Each candidate is scored 0–100 on four equally-weighted factors: (1) Technical (25%): trend alignment, RSI, volume confirmation, proximity to support/resistance. (2) Momentum (25%): relative strength vs sector and market, buy signal recency. (3) Risk (25%): R/R ratio, stop distance, volatility profile, dilution check. (4) Conviction (25%): catalyst quality, analyst actions, insider activity, institutional flow.
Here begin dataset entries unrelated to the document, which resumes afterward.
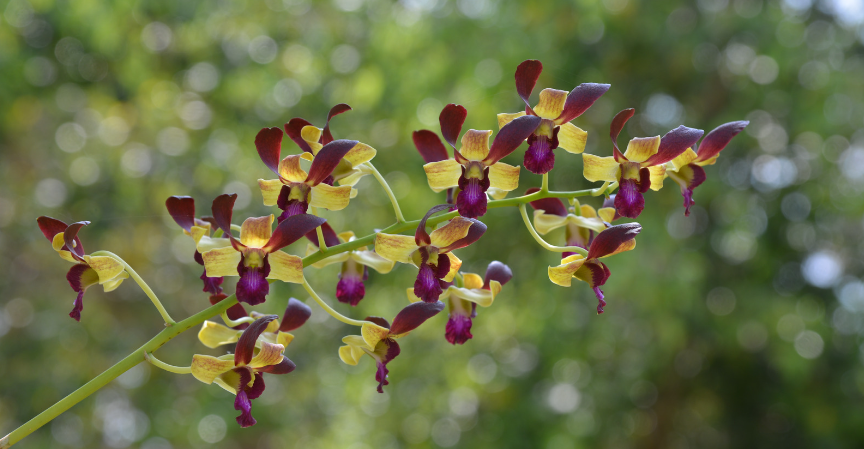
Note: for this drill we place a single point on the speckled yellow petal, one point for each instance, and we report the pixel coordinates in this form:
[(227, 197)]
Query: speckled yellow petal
[(505, 118), (563, 274), (330, 197), (206, 368), (443, 174), (397, 248), (475, 144), (290, 170), (658, 174), (641, 148), (572, 138), (503, 176), (448, 234), (270, 189), (285, 267), (551, 103), (214, 335), (545, 223), (372, 260), (455, 264), (221, 262), (596, 168)]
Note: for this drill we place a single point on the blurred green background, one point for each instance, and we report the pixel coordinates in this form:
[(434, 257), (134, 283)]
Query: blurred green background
[(738, 327)]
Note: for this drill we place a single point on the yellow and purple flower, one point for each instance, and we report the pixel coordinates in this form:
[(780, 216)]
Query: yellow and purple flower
[(642, 166), (475, 167), (88, 270), (588, 268), (378, 339), (555, 110)]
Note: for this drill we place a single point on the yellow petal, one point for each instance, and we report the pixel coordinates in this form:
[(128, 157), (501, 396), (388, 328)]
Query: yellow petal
[(206, 368), (285, 267), (443, 174), (505, 118), (596, 168), (397, 248), (214, 335), (475, 144), (572, 138), (329, 197), (551, 103), (270, 189), (221, 262), (255, 232), (563, 274), (448, 234), (641, 148), (503, 176)]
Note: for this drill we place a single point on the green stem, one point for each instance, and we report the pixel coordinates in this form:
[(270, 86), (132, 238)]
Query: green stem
[(147, 290), (383, 182), (543, 243)]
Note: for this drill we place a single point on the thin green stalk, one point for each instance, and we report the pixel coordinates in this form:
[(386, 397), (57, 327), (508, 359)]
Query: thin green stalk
[(147, 290)]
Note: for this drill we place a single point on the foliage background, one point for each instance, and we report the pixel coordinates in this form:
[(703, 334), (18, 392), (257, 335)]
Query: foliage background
[(738, 327)]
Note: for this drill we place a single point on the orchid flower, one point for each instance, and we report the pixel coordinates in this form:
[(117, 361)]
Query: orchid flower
[(686, 169), (428, 251), (589, 269), (88, 270), (642, 166), (242, 373), (355, 264), (378, 338), (255, 256), (556, 109), (463, 301), (476, 167)]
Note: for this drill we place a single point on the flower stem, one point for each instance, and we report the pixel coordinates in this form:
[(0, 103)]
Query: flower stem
[(147, 290), (170, 368), (383, 182), (329, 309), (543, 243)]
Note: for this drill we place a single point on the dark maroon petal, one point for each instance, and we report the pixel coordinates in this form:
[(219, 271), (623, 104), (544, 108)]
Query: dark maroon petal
[(717, 139), (617, 125), (223, 209), (283, 367), (421, 237), (296, 314), (293, 128), (268, 142), (252, 288), (429, 146), (511, 136), (458, 329), (245, 349), (426, 285), (674, 143), (327, 159), (526, 78), (326, 137), (497, 271), (629, 201), (609, 240), (474, 233), (413, 315), (292, 229), (451, 119), (551, 206), (580, 99)]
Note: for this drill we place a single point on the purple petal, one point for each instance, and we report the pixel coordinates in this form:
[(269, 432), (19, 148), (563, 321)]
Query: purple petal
[(296, 314), (429, 146), (580, 99)]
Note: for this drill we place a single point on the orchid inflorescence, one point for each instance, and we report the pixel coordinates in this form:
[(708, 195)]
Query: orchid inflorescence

Bonus: insider buys +5pts, cluster buys +10pts.

4. A+ Selection Criteria

Only setups scoring ≥85/100 qualify for the Top 10. Additional filters: (1) Confluence: ≥3 confirming signals must align. (2) Liquidity: daily volume > $10M for stocks, > $50M for ETFs. (3) R/R: minimum 1:1.5 risk/reward ratio. (4) Anti-doublon: ticker must NOT be in current open positions (30 slots full). (5) Anti-dilution: SEC filings check for S-3, warrants, ATM programs. (6) Diversification: min 5 US + 1 EU + 1 APAC + 2 ETFs.

5. Validation & Ranking

Final ranking by composite score. Cross-validation against retrospective lessons: energy and defensive strategies consistently outperform in Early Risk-Off regimes (confirmed across all 4 retros). SAP −28% crash lesson: individual EU stocks avoided in favor of ETFs. AMPX +82% lesson: momentum on high-conviction catalysts works. Sector correlation checked to avoid over-concentration in identical risk factors. Entry/stop/target levels set using support/resistance, ATR-based stops, and Fibonacci extensions.

Data Sources

MarketWatch Gateway (MCP): GetMarketOverview, RunAutoScreener, RunScreener, QueryData (quote, trading_signals, social_sentiment, capital_flow, insider_transactions). Yahoo Finance for real-time prices. Analyst upgrades from Bloomberg/Reuters feeds. SEC filings for dilution checks. All data as of March 20, 2026 close.

Disclaimer

This scanner output is for educational and informational purposes only and does not constitute financial advice. Past scanner performance (retrospective grades C+ to B+) does not guarantee future results. All setups carry risk of total loss. The scanner is algorithmic and may produce false signals. Always conduct your own due diligence before entering any trade. Position sizing, risk management, and portfolio allocation are the reader’s responsibility. Market Watch is not a registered investment advisor. Never invest more than you can afford to lose.

Scanner data sourced from MarketWatch Gateway, Yahoo Finance, and public filings. Generated March 20, 2026 at 23:00 CET for trading session Monday, March 23, 2026. Prices as of Friday close.